Pesticide determination in real surface water samples
The method was applied to the determination of the studied compounds in different samples of surface water from the Cachapoal River in Central Chile. A percentage >87% of pesticides included in this work were detected in one or more of the sampled sites. Of the sixteen studied analytes, atrazine, DET, pyrimethanil, cyprodinil and diazinon were detected in most surface water samples, while fluometuron, acetochlor and CGA 92370 were not detected in any of the analyzed samples. At the end of the summer, pyrimethanil and cyprodinil were the analytes detected in the greatest concentrations, while in winter season, simazine and DET presented the highest concentrations (Table 4). Figure 4a shows that at the end of the summer, DET, pyrimethanil, cyprodinil and chlorpyrifos were detected in more than 15% of the samples in concentrations above the maximum individual limit established by the EC (0.1 μg L-1). Regarding the concentrations of compounds detected in samples at winter period terbuthylazine, atrazine, DIA, DET and diazinon, were detected in more than 40% of the analyzed samples at concentrations over 0.1 μg L-1 (Figure 4b). Of all of the sampled sites at the end of the summer, Las Cabras Canal presented the greatest level of pesticide contamination and of the samples collected in winter season, Tahuilla Canal presented the greatest total pesticide concentration. Finally, statistical analysis using the t student showed significant differences in the total concentration of pesticides for the sampled sites at the end of the summer and winter season (Table 5).

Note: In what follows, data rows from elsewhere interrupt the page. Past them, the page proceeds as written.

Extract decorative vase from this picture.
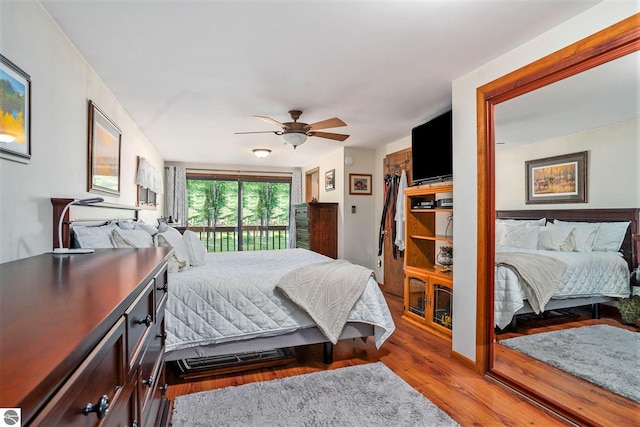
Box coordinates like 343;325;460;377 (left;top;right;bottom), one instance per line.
436;246;453;267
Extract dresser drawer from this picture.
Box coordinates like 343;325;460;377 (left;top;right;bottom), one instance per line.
153;264;169;323
138;318;164;425
32;318;127;426
124;279;156;369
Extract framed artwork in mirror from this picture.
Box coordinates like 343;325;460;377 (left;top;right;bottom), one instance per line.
349;173;371;196
87;101;122;196
525;151;587;205
0;55;31;163
324;169;336;191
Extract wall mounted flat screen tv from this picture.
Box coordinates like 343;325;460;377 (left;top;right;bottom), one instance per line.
411;111;453;185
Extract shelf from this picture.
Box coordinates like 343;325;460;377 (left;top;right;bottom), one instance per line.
409;234;453;244
409;208;453;213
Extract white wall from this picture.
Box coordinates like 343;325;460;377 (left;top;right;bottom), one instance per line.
341;147;382;270
452;0;638;360
495;120;640;210
0;0;164;262
371;135;411;282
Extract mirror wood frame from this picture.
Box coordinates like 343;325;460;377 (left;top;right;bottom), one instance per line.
475;14;640;423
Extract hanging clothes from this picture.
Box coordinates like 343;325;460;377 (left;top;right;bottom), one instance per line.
393;169;407;252
378;175;394;256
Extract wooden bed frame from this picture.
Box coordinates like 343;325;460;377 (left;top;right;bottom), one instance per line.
496;208;640;328
51;198;374;364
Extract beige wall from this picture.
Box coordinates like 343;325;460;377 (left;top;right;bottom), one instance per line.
0;0;163;262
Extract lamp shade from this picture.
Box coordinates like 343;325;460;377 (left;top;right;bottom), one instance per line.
253;148;271;159
282;132;307;148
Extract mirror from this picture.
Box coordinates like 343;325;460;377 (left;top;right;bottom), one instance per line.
477;19;639;424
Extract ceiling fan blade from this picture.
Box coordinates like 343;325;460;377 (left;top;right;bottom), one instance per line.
253;116;284;128
307;132;349;141
234;130;280;135
305;117;347;130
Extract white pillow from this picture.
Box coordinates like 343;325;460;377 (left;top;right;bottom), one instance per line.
133;221;158;236
500;224;540;249
155;227;190;270
182;230;207;266
111;228;154;248
71;224;117;249
496;218;547;246
538;224;575;252
553;219;600;252
555;220;631;252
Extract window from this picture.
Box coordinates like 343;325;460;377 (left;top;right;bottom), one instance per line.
187;174;291;252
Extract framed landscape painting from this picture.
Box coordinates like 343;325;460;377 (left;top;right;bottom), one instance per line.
0;55;31;163
525;151;587;204
324;169;336;191
87;101;122;196
349;173;371;195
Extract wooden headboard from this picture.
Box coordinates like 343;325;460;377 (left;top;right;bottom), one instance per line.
496;208;640;271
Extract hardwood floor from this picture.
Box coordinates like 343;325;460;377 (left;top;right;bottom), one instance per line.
167;294;568;427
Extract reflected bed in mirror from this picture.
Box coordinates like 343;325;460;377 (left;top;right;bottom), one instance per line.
477;17;640;425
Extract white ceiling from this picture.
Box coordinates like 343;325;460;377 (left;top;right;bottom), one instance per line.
40;0;600;167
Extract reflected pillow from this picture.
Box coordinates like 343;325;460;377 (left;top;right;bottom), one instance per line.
538;224;576;252
182;230;207;266
155;227;190;272
111;228;154;248
71;223;117;249
496;218;547;246
500;224;540;249
554;220;631;252
553;220;600;252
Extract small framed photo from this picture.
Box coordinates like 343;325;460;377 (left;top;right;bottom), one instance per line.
525;151;587;205
349;173;371;196
0;55;31;163
324;169;336;191
87;101;122;196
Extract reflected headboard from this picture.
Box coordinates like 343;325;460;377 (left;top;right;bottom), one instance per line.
496;208;640;271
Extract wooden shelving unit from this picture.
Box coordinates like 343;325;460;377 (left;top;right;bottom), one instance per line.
403;184;453;339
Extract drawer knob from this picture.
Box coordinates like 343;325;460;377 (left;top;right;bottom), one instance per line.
137;314;152;328
142;377;153;388
84;395;109;420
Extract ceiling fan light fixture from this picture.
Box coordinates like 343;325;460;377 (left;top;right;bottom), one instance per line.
282;132;307;148
253;148;271;159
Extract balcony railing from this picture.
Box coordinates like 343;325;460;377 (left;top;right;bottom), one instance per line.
187;225;289;252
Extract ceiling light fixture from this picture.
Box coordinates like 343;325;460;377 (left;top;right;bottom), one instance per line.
282;132;307;148
253;148;271;159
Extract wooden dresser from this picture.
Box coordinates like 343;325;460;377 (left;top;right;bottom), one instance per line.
295;203;338;258
0;248;171;427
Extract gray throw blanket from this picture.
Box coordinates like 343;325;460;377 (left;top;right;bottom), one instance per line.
276;260;373;344
496;252;567;314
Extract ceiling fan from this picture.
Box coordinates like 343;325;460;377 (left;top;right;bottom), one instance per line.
236;110;349;149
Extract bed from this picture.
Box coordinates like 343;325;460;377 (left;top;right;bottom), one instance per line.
494;208;640;329
52;199;395;363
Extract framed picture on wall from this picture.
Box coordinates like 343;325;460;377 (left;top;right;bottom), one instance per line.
525;151;587;205
0;55;31;163
87;101;122;196
349;173;371;195
324;169;336;191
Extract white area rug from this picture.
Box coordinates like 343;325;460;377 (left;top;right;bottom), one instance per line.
500;325;640;403
172;362;458;427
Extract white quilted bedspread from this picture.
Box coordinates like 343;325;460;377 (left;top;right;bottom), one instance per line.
165;249;395;351
494;247;629;329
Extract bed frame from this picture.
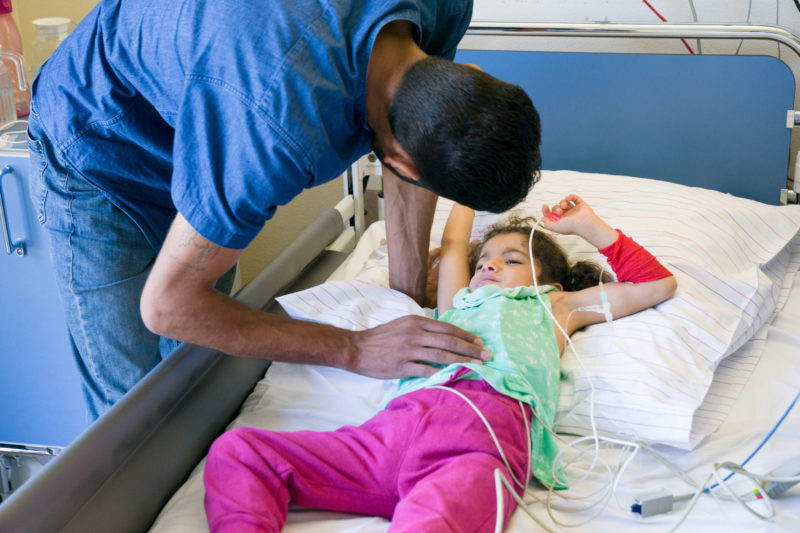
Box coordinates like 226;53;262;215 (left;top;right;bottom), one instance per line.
0;23;800;532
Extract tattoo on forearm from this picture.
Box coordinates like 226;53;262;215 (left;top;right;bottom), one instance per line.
171;227;219;270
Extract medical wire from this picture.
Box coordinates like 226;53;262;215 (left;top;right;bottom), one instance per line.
429;210;800;533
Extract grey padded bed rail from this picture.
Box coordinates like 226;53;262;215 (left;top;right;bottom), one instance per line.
0;208;346;533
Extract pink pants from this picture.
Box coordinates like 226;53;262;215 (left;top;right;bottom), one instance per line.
204;381;530;533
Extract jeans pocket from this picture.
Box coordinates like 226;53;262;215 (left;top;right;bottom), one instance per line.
28;139;47;224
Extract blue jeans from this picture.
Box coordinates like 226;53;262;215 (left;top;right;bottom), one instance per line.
28;110;234;420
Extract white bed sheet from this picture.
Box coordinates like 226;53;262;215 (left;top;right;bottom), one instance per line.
151;237;800;533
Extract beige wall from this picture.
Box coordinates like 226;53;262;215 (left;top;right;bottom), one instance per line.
12;0;342;283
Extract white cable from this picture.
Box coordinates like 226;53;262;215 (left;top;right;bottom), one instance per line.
689;0;704;55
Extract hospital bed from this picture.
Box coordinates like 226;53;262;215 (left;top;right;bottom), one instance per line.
0;20;800;532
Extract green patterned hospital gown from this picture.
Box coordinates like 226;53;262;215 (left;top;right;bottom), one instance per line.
398;285;565;487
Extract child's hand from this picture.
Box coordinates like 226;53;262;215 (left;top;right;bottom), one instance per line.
542;194;598;235
542;194;618;248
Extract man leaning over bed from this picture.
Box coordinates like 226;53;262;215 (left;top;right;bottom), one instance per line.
29;0;540;418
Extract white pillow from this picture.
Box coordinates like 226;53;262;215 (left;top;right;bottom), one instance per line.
279;171;800;449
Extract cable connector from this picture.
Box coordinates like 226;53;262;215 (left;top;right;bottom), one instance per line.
631;489;675;518
761;456;800;498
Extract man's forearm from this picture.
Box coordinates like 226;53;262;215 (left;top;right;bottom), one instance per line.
143;284;355;369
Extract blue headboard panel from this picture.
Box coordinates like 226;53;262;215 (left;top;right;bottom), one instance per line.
456;50;795;204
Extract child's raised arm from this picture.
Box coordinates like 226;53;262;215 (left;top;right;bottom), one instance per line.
542;195;677;335
436;204;475;315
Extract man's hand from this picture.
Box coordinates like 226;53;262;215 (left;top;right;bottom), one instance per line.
348;315;491;378
424;248;442;309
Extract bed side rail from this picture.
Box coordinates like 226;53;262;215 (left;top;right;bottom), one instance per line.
0;202;345;532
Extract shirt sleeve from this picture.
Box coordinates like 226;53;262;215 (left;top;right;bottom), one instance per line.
171;77;311;249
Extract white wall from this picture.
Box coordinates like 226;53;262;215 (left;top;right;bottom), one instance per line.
13;0;800;282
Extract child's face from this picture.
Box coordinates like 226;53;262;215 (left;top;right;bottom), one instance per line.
469;233;538;291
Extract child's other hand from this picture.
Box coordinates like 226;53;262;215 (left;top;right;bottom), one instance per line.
542;194;619;249
542;194;598;235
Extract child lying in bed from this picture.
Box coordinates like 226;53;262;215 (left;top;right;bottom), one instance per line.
204;195;676;532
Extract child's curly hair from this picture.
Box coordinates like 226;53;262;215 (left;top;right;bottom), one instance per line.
469;215;612;291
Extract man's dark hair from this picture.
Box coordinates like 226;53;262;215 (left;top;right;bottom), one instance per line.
389;56;542;213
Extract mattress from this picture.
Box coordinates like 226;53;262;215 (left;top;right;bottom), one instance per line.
151;172;800;533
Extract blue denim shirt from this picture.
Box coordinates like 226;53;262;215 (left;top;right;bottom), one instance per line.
33;0;472;248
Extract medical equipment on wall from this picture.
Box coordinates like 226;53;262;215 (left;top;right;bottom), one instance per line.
31;17;72;76
0;46;28;124
0;0;31;118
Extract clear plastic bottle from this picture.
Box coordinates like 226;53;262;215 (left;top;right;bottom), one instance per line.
0;0;31;118
30;17;72;76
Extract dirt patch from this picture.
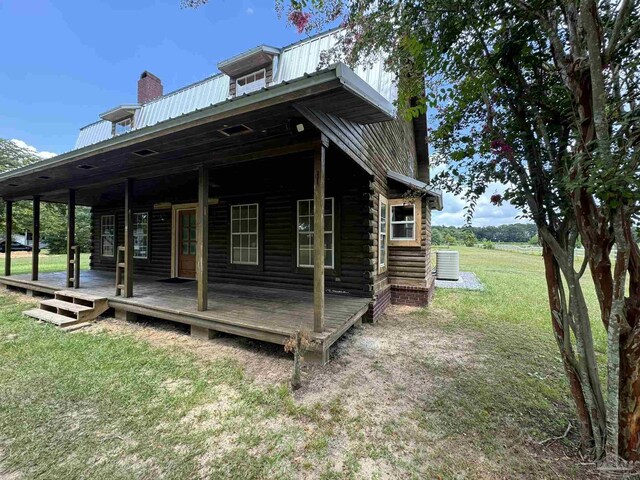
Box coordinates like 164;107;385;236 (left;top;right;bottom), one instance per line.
88;318;292;388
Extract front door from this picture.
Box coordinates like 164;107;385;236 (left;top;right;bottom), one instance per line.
178;209;196;278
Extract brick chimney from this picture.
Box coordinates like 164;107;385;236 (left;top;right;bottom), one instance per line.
138;70;162;103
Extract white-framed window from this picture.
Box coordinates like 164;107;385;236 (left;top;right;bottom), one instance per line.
378;195;389;273
298;198;335;268
231;203;259;265
389;199;422;247
100;215;116;257
236;68;267;96
113;117;133;136
133;212;149;258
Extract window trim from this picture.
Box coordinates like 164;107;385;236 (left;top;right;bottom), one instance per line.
132;210;151;260
388;198;422;247
100;213;118;258
229;202;261;266
296;197;336;270
378;194;391;273
235;68;267;96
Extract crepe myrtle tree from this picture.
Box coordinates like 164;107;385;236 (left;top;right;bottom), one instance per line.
183;0;640;463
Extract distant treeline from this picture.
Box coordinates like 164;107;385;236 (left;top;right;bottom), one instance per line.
431;223;537;245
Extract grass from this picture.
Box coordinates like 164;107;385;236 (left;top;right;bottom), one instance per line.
1;252;89;275
0;247;605;479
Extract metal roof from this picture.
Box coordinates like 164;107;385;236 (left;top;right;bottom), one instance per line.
74;30;397;149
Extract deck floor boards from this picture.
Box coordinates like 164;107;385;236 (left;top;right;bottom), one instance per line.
0;270;371;348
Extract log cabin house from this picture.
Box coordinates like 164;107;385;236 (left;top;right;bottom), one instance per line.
0;31;442;363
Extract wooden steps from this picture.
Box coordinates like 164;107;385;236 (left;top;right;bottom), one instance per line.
24;290;109;331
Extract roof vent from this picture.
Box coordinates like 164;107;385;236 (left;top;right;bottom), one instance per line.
218;125;253;137
133;148;158;157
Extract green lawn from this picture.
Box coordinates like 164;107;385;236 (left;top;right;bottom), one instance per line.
0;247;605;479
3;252;89;275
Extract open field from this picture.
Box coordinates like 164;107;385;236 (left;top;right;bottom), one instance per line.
0;252;89;275
0;247;605;480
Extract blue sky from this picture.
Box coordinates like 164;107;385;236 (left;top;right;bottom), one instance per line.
0;0;515;225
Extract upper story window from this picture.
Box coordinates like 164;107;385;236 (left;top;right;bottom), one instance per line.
389;199;422;247
236;68;266;96
113;117;133;135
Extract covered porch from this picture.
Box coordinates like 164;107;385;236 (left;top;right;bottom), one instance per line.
0;270;371;363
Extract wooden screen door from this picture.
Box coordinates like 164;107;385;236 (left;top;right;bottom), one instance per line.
178;209;196;278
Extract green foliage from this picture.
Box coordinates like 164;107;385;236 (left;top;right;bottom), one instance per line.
462;229;478;247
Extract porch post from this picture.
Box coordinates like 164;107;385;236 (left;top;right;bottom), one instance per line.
313;135;329;333
196;166;209;312
4;200;13;277
67;189;76;288
123;178;133;298
31;195;40;281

Table 4 Average concentration of pesticides and degradation products (μg L-1) in river water samples collected at end of the summer and winter season. For the calculation of average ± standard deviation, only the values that exceeded the method›s quantification limit were considered. All samples were analyzed in triplicate.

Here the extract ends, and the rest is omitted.